Can you make a statement about intended bugfixes to this problem, or do you know a workaround ?
Thanx in advance
CursorTool not working properly - endless slow - 100% CPU
Hi.
What's the total number of points per series ? I'm guessing here but most likely the number of points is large (compared to number of pixels i.e. chart size). Does the same problem occur when you reduce the number of points in series ?
What's the total number of points per series ? I'm guessing here but most likely the number of points is large (compared to number of pixels i.e. chart size). Does the same problem occur when you reduce the number of points in series ?
Marjan Slatinek,
http://www.steema.com
http://www.steema.com
Hi,
You are right, the more points are loaded the slower the cursor reacts. But i can't see the context (perhaps you can explain)
The CPU usage is always near 100% regardless the number of points per series.
The size of the the Chart is controlled by our users.
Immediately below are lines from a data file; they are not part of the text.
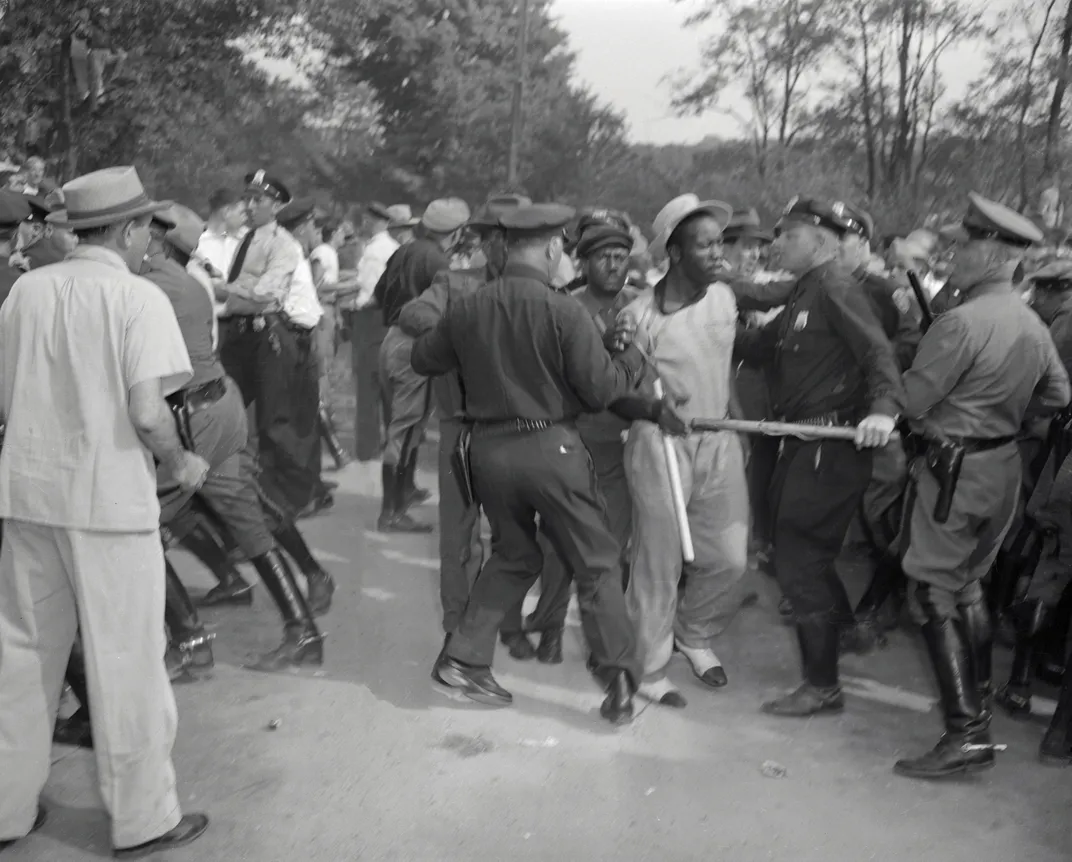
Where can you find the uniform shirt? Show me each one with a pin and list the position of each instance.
(408, 273)
(193, 310)
(302, 307)
(693, 346)
(980, 366)
(605, 427)
(74, 338)
(525, 352)
(827, 351)
(421, 314)
(370, 267)
(267, 271)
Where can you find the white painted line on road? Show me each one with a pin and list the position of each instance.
(869, 689)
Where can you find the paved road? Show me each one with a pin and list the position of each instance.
(370, 763)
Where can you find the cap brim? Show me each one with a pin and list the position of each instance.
(719, 211)
(60, 218)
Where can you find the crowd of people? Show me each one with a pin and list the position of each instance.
(165, 383)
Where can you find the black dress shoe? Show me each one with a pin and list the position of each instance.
(520, 647)
(549, 651)
(475, 683)
(38, 822)
(618, 706)
(190, 828)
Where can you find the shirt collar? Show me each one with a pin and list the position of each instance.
(515, 270)
(100, 254)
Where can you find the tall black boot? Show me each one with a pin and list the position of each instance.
(209, 545)
(818, 635)
(392, 517)
(190, 647)
(330, 437)
(965, 746)
(1015, 697)
(1056, 747)
(321, 584)
(302, 642)
(76, 729)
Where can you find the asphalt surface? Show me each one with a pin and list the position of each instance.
(369, 762)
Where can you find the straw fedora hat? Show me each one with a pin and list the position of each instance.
(103, 197)
(681, 208)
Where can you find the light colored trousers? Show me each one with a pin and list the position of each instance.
(53, 582)
(713, 481)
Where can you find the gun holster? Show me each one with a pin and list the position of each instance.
(461, 465)
(944, 460)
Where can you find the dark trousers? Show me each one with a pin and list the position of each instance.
(815, 493)
(550, 474)
(277, 371)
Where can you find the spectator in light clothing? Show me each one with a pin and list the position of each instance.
(88, 352)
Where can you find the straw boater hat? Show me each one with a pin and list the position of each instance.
(680, 209)
(104, 197)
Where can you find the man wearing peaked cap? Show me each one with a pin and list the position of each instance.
(829, 363)
(461, 548)
(406, 395)
(981, 368)
(92, 545)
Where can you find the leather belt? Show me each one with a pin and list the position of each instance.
(481, 429)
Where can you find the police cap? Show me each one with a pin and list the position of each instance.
(14, 209)
(537, 218)
(603, 236)
(265, 183)
(745, 224)
(989, 220)
(487, 216)
(296, 212)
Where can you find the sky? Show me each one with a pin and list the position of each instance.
(625, 48)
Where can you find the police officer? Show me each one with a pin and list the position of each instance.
(830, 365)
(461, 547)
(531, 362)
(980, 369)
(406, 395)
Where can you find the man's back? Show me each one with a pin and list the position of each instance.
(74, 338)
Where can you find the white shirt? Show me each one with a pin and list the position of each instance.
(301, 305)
(377, 252)
(328, 258)
(74, 338)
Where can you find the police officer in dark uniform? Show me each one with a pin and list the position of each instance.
(531, 361)
(830, 365)
(981, 369)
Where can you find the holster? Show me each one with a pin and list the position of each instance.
(461, 465)
(944, 460)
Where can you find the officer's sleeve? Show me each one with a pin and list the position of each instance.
(595, 377)
(757, 346)
(851, 316)
(942, 358)
(420, 314)
(434, 353)
(752, 296)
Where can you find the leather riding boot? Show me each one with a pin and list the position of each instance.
(819, 641)
(330, 437)
(321, 583)
(976, 619)
(190, 644)
(965, 746)
(1015, 697)
(1056, 747)
(392, 517)
(76, 729)
(302, 642)
(211, 547)
(618, 706)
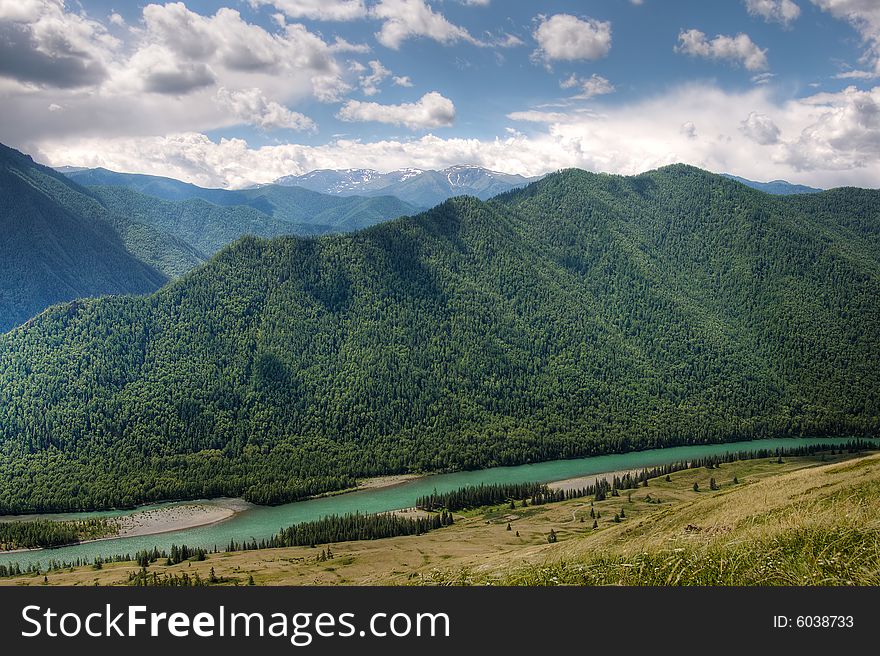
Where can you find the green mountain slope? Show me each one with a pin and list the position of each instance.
(58, 244)
(583, 314)
(206, 226)
(323, 212)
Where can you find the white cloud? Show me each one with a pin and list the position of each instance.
(763, 78)
(761, 129)
(163, 79)
(252, 107)
(536, 116)
(844, 134)
(824, 140)
(324, 10)
(567, 38)
(740, 48)
(856, 75)
(408, 19)
(371, 81)
(864, 15)
(776, 11)
(595, 85)
(160, 70)
(431, 111)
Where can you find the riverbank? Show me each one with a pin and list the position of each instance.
(389, 493)
(179, 518)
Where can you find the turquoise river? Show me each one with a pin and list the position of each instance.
(261, 521)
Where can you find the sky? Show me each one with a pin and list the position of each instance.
(238, 92)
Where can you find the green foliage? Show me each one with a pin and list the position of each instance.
(797, 557)
(349, 527)
(476, 496)
(57, 244)
(586, 314)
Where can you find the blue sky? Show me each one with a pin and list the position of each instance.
(236, 92)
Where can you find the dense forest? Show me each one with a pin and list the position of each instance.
(585, 314)
(60, 241)
(45, 533)
(57, 244)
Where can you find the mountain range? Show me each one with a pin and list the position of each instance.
(776, 187)
(582, 314)
(419, 187)
(61, 240)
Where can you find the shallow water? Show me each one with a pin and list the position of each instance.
(262, 521)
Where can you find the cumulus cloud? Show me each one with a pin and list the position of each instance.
(408, 19)
(824, 140)
(761, 129)
(739, 49)
(324, 10)
(161, 71)
(774, 11)
(252, 107)
(595, 85)
(370, 81)
(567, 38)
(689, 130)
(864, 15)
(42, 44)
(431, 111)
(843, 135)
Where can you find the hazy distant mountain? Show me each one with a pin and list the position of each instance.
(310, 212)
(57, 243)
(416, 186)
(776, 187)
(585, 314)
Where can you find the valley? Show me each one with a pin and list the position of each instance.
(585, 314)
(807, 520)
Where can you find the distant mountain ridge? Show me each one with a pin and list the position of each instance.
(584, 314)
(425, 188)
(775, 187)
(57, 243)
(283, 209)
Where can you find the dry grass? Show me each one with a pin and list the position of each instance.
(803, 521)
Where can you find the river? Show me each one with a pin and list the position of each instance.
(263, 521)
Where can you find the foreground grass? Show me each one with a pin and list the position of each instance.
(806, 521)
(819, 526)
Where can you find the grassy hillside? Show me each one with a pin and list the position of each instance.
(203, 225)
(58, 244)
(584, 314)
(805, 521)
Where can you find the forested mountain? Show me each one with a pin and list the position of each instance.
(57, 243)
(205, 226)
(776, 187)
(583, 314)
(416, 186)
(309, 211)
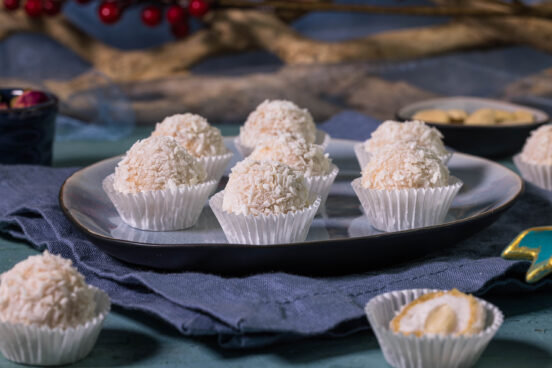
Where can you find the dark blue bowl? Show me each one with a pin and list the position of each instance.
(27, 134)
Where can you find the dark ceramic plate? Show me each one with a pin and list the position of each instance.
(487, 141)
(27, 134)
(340, 241)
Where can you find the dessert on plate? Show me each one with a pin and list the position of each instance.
(405, 186)
(535, 160)
(307, 158)
(273, 117)
(432, 328)
(159, 186)
(393, 132)
(264, 202)
(442, 313)
(200, 139)
(49, 315)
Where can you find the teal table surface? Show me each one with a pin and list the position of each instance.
(137, 340)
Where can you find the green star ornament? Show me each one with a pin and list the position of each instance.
(534, 244)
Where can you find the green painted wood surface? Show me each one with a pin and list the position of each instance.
(131, 339)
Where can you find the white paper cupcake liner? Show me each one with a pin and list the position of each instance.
(291, 227)
(540, 175)
(215, 165)
(36, 345)
(322, 139)
(402, 351)
(403, 209)
(363, 156)
(322, 184)
(160, 210)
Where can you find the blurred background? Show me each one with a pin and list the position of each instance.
(118, 64)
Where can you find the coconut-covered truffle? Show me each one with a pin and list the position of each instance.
(194, 133)
(403, 167)
(46, 290)
(157, 163)
(442, 313)
(538, 148)
(307, 158)
(391, 132)
(264, 188)
(278, 116)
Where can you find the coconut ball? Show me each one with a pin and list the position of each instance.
(391, 132)
(443, 313)
(538, 147)
(264, 188)
(404, 167)
(46, 290)
(194, 133)
(157, 163)
(273, 117)
(307, 158)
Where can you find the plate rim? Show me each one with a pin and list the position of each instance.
(344, 241)
(546, 118)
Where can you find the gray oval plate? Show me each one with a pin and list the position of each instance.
(341, 240)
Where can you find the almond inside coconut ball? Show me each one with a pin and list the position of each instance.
(309, 159)
(264, 188)
(392, 132)
(194, 133)
(271, 118)
(157, 163)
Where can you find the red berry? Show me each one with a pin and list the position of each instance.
(109, 12)
(180, 30)
(11, 4)
(52, 7)
(33, 8)
(175, 14)
(151, 16)
(198, 8)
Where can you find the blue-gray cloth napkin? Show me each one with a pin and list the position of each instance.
(264, 308)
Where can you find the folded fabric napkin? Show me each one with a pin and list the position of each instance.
(264, 308)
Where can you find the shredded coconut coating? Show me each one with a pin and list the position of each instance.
(264, 188)
(273, 117)
(538, 148)
(157, 163)
(194, 133)
(391, 132)
(309, 159)
(403, 167)
(46, 290)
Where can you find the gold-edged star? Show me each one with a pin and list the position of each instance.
(534, 244)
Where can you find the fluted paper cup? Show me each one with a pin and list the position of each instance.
(215, 165)
(44, 346)
(363, 156)
(322, 184)
(410, 351)
(291, 227)
(403, 209)
(540, 175)
(322, 139)
(160, 210)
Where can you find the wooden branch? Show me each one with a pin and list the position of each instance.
(238, 30)
(275, 36)
(156, 62)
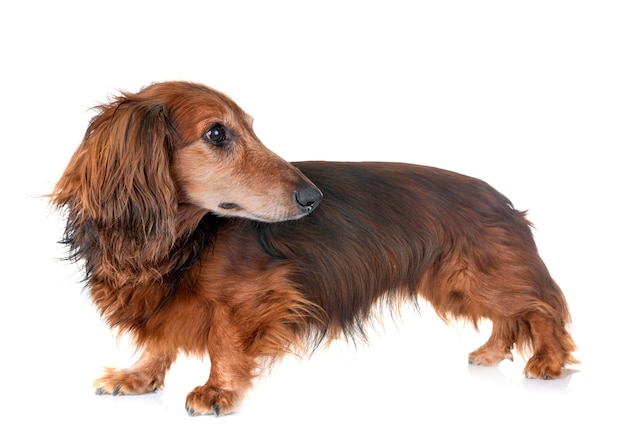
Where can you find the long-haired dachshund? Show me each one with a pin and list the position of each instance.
(196, 238)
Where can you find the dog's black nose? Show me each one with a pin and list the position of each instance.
(308, 198)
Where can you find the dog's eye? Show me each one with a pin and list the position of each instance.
(217, 135)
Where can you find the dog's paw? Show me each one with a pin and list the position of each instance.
(542, 367)
(488, 356)
(125, 382)
(209, 400)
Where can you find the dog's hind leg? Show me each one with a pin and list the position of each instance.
(498, 347)
(552, 347)
(145, 376)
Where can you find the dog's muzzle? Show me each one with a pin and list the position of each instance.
(308, 198)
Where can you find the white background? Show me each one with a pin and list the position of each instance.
(529, 96)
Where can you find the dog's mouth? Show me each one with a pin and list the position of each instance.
(305, 200)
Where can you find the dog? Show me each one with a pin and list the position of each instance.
(195, 238)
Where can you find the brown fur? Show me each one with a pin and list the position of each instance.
(216, 246)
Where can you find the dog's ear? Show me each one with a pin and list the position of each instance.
(119, 195)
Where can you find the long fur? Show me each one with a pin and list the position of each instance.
(196, 238)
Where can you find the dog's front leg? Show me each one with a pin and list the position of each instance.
(232, 370)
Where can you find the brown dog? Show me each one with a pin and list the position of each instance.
(196, 238)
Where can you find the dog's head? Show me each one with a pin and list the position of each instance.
(172, 145)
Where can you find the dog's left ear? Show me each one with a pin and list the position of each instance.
(118, 191)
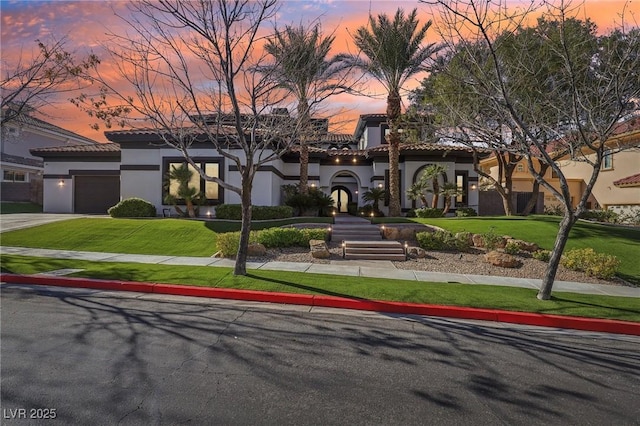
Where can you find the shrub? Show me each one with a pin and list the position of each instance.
(512, 248)
(592, 263)
(133, 207)
(427, 212)
(491, 240)
(443, 240)
(234, 212)
(543, 255)
(608, 216)
(466, 212)
(554, 210)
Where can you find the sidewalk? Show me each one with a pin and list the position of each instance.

The proposal to decrease the number of points per series will not be a solution to our problem.
You are right, the more points are loaded the slower the cursor reacts. But i can't see the context (perhaps you can explain)
The CPU usage is always near 100% regardless the number of points per series.
The size of the the Chart is controlled by our users. The proposal to decrease the number of points per series will not be a solution to our problem.